Experimental and computational investigation of the binding mechanism of thymol with human transferrin: Importance of dietary phytochemicals in Alzheimer's disease therapeutics

Abstract

Transferrin (Tf) regulates free iron in the body, which is critical to shield the body from the detrimental effects of free iron, a potent neurotoxin, in the aerobic surroundings of the blood and body fluids. Maintaining iron homeostasis is essential because any disruption in its homeostasis ultimately results in the generation of iron-triggered oxidative stress that is further implicated in the pathogenesis of numerous diseases, including Alzheimer's disease (AD).
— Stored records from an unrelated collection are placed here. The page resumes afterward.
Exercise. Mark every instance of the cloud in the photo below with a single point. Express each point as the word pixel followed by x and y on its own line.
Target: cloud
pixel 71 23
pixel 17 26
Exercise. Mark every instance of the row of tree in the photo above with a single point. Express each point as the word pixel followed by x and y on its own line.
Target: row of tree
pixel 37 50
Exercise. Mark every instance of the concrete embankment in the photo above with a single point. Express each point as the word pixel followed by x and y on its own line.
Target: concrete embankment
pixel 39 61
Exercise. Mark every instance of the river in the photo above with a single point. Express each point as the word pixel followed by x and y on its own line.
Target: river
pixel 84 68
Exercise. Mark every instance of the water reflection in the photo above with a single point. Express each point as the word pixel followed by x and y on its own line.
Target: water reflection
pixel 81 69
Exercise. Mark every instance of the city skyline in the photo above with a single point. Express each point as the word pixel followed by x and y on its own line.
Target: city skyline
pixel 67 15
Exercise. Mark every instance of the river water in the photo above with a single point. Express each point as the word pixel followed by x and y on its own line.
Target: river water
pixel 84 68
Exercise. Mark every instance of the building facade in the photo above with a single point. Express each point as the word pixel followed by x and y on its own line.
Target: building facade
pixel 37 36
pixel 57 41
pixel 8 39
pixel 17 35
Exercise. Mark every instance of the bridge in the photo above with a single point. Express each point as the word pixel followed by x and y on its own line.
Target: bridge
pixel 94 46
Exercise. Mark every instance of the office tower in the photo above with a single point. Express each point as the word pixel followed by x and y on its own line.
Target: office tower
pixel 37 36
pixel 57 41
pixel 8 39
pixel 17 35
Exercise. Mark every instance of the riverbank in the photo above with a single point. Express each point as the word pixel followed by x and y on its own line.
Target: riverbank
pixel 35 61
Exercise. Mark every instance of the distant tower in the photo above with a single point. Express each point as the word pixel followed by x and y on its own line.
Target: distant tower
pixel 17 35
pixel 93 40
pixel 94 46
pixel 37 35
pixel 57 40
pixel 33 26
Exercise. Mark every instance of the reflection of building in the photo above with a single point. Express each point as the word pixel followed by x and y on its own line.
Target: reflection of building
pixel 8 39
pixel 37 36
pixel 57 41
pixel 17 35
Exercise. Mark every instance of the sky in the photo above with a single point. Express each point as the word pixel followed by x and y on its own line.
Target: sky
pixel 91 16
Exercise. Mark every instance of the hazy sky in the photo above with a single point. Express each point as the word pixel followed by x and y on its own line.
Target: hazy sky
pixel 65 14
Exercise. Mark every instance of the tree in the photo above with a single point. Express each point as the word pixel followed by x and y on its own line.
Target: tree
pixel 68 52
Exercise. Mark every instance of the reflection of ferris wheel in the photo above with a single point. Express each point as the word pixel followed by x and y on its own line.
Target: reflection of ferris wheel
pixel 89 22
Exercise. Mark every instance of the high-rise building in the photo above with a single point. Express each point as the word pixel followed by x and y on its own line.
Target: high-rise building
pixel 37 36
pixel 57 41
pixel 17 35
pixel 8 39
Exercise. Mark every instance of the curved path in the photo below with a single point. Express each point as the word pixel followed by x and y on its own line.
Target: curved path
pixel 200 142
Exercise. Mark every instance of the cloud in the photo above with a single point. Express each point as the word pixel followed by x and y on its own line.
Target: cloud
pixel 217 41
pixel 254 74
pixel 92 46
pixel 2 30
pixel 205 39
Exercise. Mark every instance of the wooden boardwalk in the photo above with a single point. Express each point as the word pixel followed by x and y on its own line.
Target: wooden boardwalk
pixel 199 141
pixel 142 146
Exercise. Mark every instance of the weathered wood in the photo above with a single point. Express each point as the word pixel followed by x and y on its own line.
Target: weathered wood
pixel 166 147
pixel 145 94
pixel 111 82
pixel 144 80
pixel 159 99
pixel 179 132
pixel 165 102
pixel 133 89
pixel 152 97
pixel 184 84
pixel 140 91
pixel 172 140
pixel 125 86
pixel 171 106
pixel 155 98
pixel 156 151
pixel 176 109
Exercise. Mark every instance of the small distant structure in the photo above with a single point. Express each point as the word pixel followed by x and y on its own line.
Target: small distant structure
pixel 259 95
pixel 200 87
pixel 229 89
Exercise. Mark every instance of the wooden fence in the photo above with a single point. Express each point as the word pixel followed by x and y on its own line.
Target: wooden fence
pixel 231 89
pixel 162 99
In recent times, plant extracts and plant-derived phytochemicals have gained importance in the field of drug design and discovery. The present study aimed to comprehensively explore the interaction of thymol with Tf, owing to the pivotal roles played by Tf and thymol in AD. Initially, the details of the binding of thymol with Tf were assessed employing docking and all-atom molecular dynamics (MD) simulation studies for 300 ns in detail. It was found that thymol binds to Tf with a good affinity, forming close interactions with key residues, specifically within Tf's hydrogen carbonate and iron-binding domain. Moreover, the binding of thymol did not cause any significant structural changes in the Tf conformation, implying the Tf-thymol complex stability. The results of UV visible and fluorescence spectroscopic studies supported strong binding of thymol with Tf, signifying the stability of the Tf-thymol complex. The study provided valuable insights into the binding mechanisms, structural stability, and conformational dynamics of the Tf-thymol complex, providing a platform to use thymol and its derivatives in AD therapeutics.